You agree that any dispute (other than our efforts to collect an outstanding invoice) that may arise regarding the meaning, performance, or enforcement of this engagement or any prior engagement that we have performed for you, will, prior to resorting to litigation, be submitted to mediation, and that the parties will engage in the mediation process in good faith once a written request to mediate has been given by any party to the engagement. Any mediation initiated as a result of this engagement shall be administered within the county of Forsyth NC, according to its mediation rules, and any ensuing litigation shall be conducted within said county, according to NC law. The results of any such mediation shall be binding only upon agreement of each party to be bound. The costs of any mediation proceeding shall be shared equally by the participating parties.
Litigation, Liability & Jurisdiction
Any litigation arising out of this engagement, except actions by us to enforce payment of our professional invoices, must be filed within one year from the completion of the engagement, notwithstanding any statutory provision to the contrary.
Our liability relating to the performance of the services rendered under this letter is limited solely to direct damage sustained by you. In no event shall we be liable for the consequential, special, incidental, or punitive loss, damage, or expense caused to you or to any third party (including without limitation, lost profits, opportunity costs, etc.). Notwithstanding the foregoing, our maximum liability relating to services rendered under this letter (regardless of form of action, whether in contract, negligence or otherwise) shall be limited to the fees received by us for this engagement.
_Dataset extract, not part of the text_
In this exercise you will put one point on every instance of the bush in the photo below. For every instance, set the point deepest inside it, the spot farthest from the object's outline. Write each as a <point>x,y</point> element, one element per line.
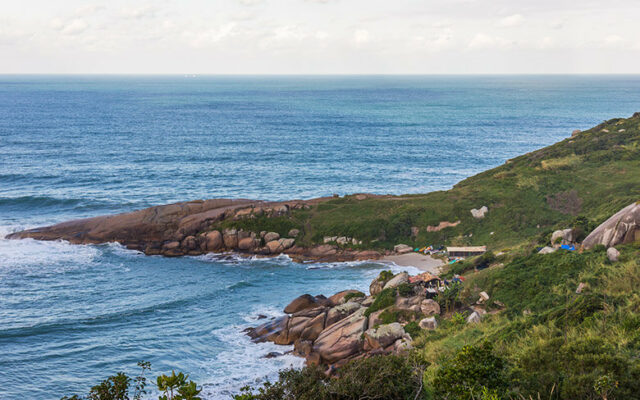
<point>378,377</point>
<point>473,368</point>
<point>116,387</point>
The provisions set forth in this paragraph shall survive the completion of the engagement.
Notwithstanding anything contained herein, both accountant and client agree that regardless of where the client is domiciled and regardless of where this Agreement is physically signed, this Agreement shall have been deemed to have been entered into at Accountant's office located in Forsyth County, NC, USA, and Forsyth County, NC, USA, shall be the exclusive jurisdiction for resolving disputes related to this Agreement. This Agreement shall be interpreted and governed in accordance with the Laws of NC.
Amendments to Engagement Letter
This engagement letter is contractual in nature and includes all of the relevant terms that will govern the engagement for which it has been prepared. The terms of this letter supersede any prior oral or written representations or commitments by or between the parties. Any material changes or additions to the terms set forth in this letter will only become effective if evidenced by a written amendment to this letter, signed by all of the parties.
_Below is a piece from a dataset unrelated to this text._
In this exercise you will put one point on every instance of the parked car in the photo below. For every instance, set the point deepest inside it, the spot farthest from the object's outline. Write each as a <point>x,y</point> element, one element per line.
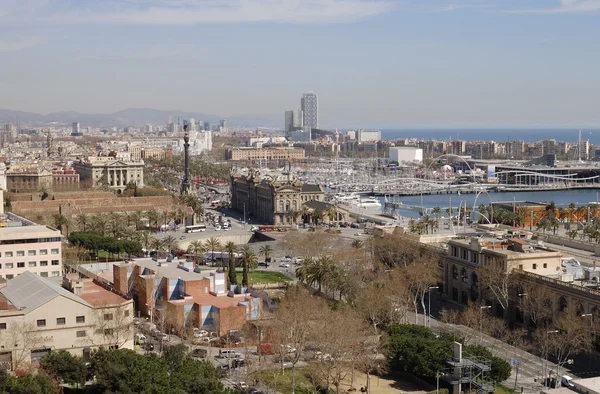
<point>199,353</point>
<point>200,333</point>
If, after full consideration and consultation with counsel if so desired, you agree to authorize us to prepare your partnership income tax returns pursuant to the terms set forth above, please execute this letter by electronically signing in the space below designated for your signature. You should keep a copy of this fully executed letter for your records. If this firm does not receive this engagement letter from you, in fully executed form, but receives from you a completed tax organizer and/or supporting documentation requested therein, then such receipt by this office shall be deemed to evidence your acceptance of all of the terms set forth above. If, however, this office receives from you no response to this letter, no tax organizer, and no supporting tax documentation, then this office may choose not to provide you with any professional services or prepare your income tax returns.
This letter is intended to cover any professional working under our supervision in either a direct employee or contract arrangement.